Le livre se termine donc par un chapitre : « donner du sens » avec  une citation de Friedrich Hegel en ouverture : « Ce qui s’agite dans l’âme humaine, c’est la quête de sens ». Or, trop souvent, cette quête est méconnue, nous dit Nicolas Hulot : « Boutée hors des débats publics, cantonnée à la sphère privée, voire réduite au non-dit, la question du sens est la grande absente des médias. C’est pourtant elle qui nous permettra de retrouver la pureté de ce qui se dissimule derrière le mot ‘progrès’ trop souvent confondu avec une addition de puissance et une augmentation de l’efficacité. La dimension spirituelle a été engloutie par la société technologique, matérialiste et consumériste » (p 290).
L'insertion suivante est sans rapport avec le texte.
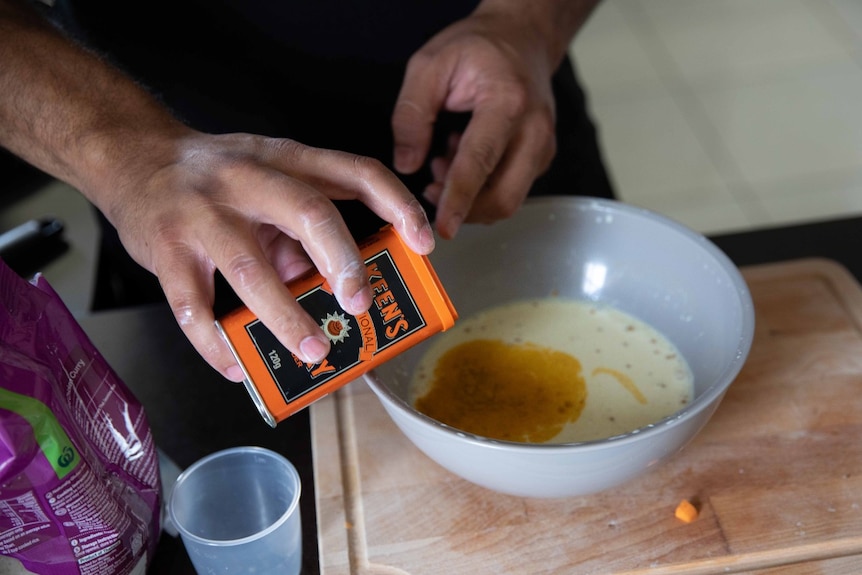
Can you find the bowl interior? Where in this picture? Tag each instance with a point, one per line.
(603, 251)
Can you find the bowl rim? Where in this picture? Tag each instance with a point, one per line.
(709, 396)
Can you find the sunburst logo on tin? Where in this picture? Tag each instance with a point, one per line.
(335, 326)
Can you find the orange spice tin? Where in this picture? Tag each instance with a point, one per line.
(409, 305)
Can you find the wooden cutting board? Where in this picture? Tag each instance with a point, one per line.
(776, 473)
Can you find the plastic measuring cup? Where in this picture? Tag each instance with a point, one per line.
(237, 511)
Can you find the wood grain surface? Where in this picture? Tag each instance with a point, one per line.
(776, 474)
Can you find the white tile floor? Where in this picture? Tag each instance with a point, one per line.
(722, 114)
(729, 114)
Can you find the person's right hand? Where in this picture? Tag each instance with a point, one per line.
(259, 210)
(185, 204)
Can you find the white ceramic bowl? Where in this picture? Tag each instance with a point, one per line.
(604, 251)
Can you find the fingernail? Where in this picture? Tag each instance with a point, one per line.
(452, 225)
(235, 374)
(427, 239)
(314, 349)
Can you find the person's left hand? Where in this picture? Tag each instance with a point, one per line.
(498, 68)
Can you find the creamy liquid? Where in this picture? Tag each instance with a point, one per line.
(551, 370)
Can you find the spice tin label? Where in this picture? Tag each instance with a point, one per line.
(393, 316)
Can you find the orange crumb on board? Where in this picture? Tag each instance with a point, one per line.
(685, 511)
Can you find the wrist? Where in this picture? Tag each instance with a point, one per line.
(553, 23)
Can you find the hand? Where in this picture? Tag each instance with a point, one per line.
(259, 210)
(498, 67)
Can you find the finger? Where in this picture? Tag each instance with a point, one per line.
(256, 282)
(188, 287)
(341, 175)
(309, 217)
(286, 254)
(420, 99)
(481, 147)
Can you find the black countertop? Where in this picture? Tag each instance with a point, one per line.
(193, 411)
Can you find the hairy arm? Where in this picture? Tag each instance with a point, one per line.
(186, 203)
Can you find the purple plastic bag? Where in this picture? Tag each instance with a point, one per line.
(79, 477)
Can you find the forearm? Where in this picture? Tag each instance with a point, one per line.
(554, 22)
(68, 112)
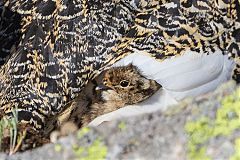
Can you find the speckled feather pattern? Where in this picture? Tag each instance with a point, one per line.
(65, 43)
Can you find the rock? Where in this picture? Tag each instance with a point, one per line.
(205, 127)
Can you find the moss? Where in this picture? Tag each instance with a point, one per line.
(236, 156)
(97, 150)
(122, 126)
(203, 129)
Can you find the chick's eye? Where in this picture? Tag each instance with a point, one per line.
(124, 83)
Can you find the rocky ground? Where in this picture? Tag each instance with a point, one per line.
(202, 128)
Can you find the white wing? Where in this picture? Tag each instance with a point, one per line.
(191, 74)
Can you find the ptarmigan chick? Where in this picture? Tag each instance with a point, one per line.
(111, 90)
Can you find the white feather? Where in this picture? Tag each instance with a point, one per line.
(189, 75)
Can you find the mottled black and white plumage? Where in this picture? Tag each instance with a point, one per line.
(65, 43)
(10, 24)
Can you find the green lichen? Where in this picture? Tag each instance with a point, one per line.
(202, 130)
(122, 126)
(236, 156)
(97, 150)
(82, 132)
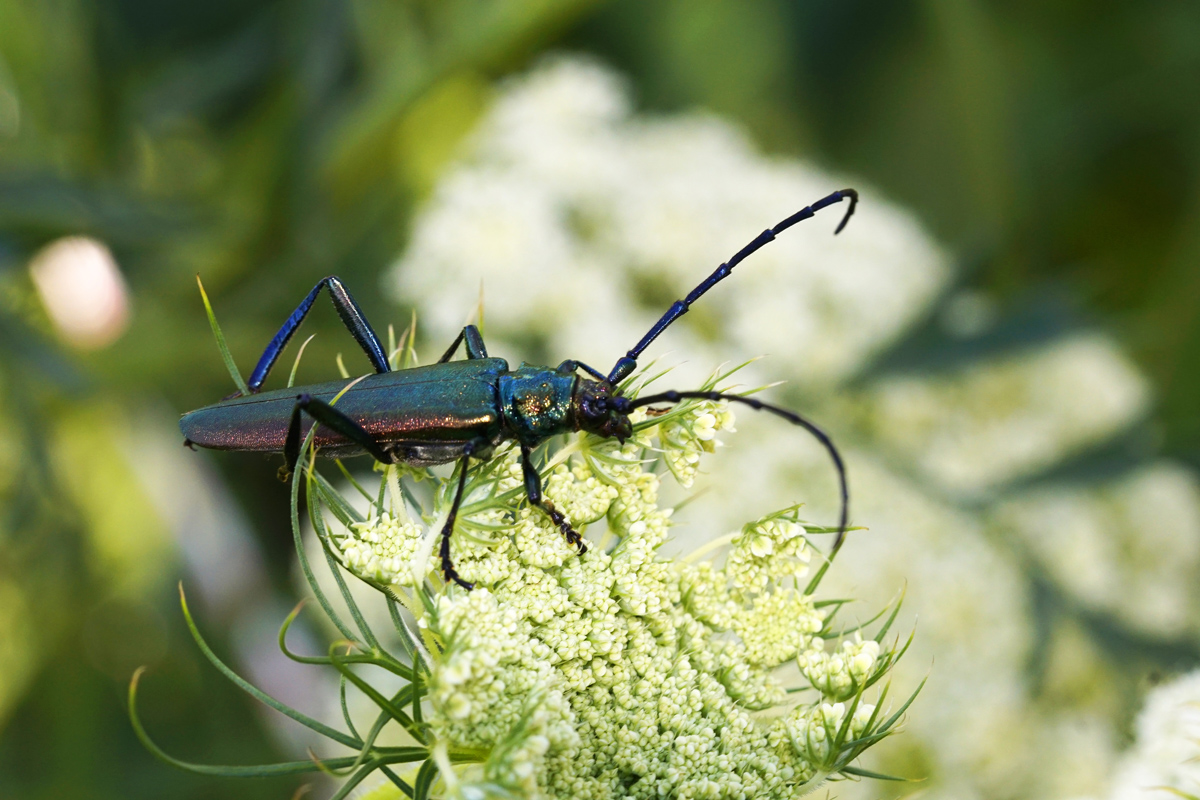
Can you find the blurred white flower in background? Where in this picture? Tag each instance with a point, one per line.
(83, 290)
(1164, 761)
(582, 221)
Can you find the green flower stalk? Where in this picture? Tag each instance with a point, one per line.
(617, 673)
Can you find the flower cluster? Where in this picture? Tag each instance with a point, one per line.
(618, 673)
(569, 193)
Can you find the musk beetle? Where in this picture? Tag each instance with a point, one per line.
(457, 410)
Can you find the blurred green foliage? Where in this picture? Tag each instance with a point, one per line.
(264, 144)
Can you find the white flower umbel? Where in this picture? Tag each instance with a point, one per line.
(619, 673)
(583, 220)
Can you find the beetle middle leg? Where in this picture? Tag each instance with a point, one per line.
(448, 570)
(325, 414)
(533, 489)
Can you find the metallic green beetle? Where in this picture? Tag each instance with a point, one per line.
(457, 410)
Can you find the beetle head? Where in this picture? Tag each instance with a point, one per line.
(599, 410)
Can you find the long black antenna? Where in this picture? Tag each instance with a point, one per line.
(627, 405)
(628, 362)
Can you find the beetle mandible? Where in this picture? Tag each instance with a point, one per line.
(457, 410)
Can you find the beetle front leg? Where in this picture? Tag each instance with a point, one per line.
(474, 340)
(325, 414)
(533, 489)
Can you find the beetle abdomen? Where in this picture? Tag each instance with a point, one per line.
(435, 407)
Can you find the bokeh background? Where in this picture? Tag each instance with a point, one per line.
(1009, 355)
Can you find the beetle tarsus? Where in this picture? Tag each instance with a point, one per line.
(573, 536)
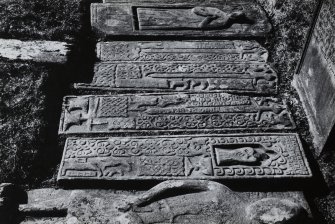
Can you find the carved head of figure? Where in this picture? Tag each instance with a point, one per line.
(241, 156)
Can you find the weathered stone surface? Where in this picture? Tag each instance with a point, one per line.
(10, 198)
(235, 78)
(168, 157)
(231, 66)
(198, 202)
(182, 51)
(316, 79)
(275, 211)
(179, 18)
(40, 51)
(171, 112)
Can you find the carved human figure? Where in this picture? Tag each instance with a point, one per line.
(241, 156)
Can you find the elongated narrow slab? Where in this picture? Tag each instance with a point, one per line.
(230, 66)
(179, 18)
(171, 112)
(183, 51)
(185, 157)
(257, 78)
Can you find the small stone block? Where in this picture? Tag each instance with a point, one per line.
(184, 157)
(172, 112)
(39, 51)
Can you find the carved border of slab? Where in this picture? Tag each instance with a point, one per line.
(172, 112)
(121, 19)
(256, 78)
(236, 156)
(230, 51)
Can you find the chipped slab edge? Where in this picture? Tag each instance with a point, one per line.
(39, 51)
(300, 149)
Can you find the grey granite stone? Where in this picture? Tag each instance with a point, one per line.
(171, 112)
(184, 157)
(39, 51)
(193, 201)
(179, 18)
(182, 51)
(10, 198)
(230, 66)
(316, 79)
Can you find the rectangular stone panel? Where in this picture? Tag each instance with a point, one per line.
(172, 112)
(257, 78)
(229, 51)
(230, 66)
(242, 18)
(315, 81)
(185, 157)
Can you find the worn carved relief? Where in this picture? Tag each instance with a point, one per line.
(230, 66)
(182, 51)
(172, 112)
(180, 18)
(170, 157)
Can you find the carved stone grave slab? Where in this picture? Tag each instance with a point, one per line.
(183, 51)
(184, 157)
(230, 66)
(315, 81)
(179, 18)
(172, 112)
(193, 201)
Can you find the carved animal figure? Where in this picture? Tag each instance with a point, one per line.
(104, 168)
(242, 156)
(215, 18)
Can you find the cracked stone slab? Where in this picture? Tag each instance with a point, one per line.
(230, 66)
(195, 201)
(39, 51)
(90, 114)
(179, 18)
(182, 51)
(184, 157)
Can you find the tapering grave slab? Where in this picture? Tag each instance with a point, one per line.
(171, 112)
(192, 201)
(242, 18)
(184, 157)
(230, 66)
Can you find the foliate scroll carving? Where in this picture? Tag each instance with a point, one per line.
(191, 18)
(172, 112)
(169, 157)
(192, 76)
(233, 51)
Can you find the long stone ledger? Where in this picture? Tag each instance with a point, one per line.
(179, 18)
(184, 157)
(172, 112)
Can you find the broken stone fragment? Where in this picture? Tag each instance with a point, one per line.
(38, 51)
(275, 211)
(183, 201)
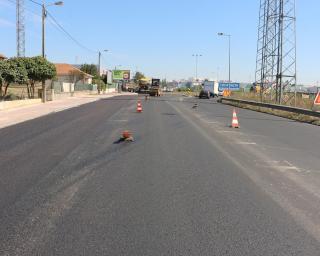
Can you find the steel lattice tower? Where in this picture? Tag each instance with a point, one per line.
(276, 50)
(20, 29)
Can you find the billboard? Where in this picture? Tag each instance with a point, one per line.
(229, 86)
(121, 74)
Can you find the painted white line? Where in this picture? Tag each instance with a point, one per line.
(246, 143)
(212, 122)
(119, 120)
(223, 131)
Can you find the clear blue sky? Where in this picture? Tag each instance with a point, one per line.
(159, 37)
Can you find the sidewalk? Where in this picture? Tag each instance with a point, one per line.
(17, 115)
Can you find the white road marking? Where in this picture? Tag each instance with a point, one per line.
(246, 143)
(121, 120)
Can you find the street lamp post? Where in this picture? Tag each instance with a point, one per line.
(197, 59)
(44, 15)
(229, 37)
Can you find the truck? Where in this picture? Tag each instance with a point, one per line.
(155, 87)
(212, 87)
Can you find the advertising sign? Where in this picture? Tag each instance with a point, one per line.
(317, 99)
(229, 86)
(121, 74)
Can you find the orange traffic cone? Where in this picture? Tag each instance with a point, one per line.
(126, 136)
(139, 107)
(235, 121)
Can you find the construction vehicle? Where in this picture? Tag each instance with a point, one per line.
(155, 87)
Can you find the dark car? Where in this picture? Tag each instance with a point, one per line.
(204, 94)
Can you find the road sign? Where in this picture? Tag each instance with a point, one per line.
(229, 86)
(121, 74)
(317, 100)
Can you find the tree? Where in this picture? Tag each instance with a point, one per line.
(90, 69)
(12, 71)
(138, 76)
(38, 70)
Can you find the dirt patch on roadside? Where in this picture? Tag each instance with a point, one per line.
(281, 113)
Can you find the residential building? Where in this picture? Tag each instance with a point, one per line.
(67, 73)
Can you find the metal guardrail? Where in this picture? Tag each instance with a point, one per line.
(274, 106)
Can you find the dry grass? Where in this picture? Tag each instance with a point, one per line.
(285, 114)
(288, 98)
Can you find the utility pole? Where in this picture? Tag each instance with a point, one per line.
(44, 15)
(44, 93)
(99, 63)
(229, 37)
(20, 29)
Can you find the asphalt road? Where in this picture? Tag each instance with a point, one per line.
(187, 185)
Ce chapitre, riche et diversifié, nous apporte des pistes de réflexion. Ainsi Frédéric Lenoir nous appelle à reconnaitre « la vibration spirituelle qui rassemble tous les humains ». « J’ai constaté cela en rencontrant des gens très éloignés de moi, notamment lors de voyages à l’étranger. Il est possible de vibrer sur la même « longueur d’onde » grâce à un simple sourire, un échange de regard ou quelques gestes… Comme l’ensemble du monde animé, l’être humain a une intériorité qui donne du sens à son corps, l’anime ou l’oriente de telle ou telle manière (p 292-293). « C’est un peu cela que j’appelle le sacré, cette vibration qui relie tous les individus entre eux et qui nous relie tous au monde », commente Nicolas Hulot. Frédéric Lenoir évoque la dimension anthropologique du sacré (5), développée notamment par Rodolf Otto et William James, dans un univers qui nous dépasse, face auquel nous ressentons crainte, émerveillement et qui nous bouleverse. C’est cette expérience profonde qu’on peut qualifier de sacrée ainsi que le lien mystérieux qui nous rassemble au-delà de toutes nos différences. « L’expérience la plus profonde et la plus belle que peut faire l’homme est celle du mystère », a dit Albert Einstein » (p 293). Frédéric Lenoir poursuit sa réflexion dans une rétrospective historique. « Les grands courants de spiritualité et de sagesse du monde sont nés au sein ou en marge des religions en réaction contre leur politisation, leur ritualisation et leur formalisme excessifs » (p 297).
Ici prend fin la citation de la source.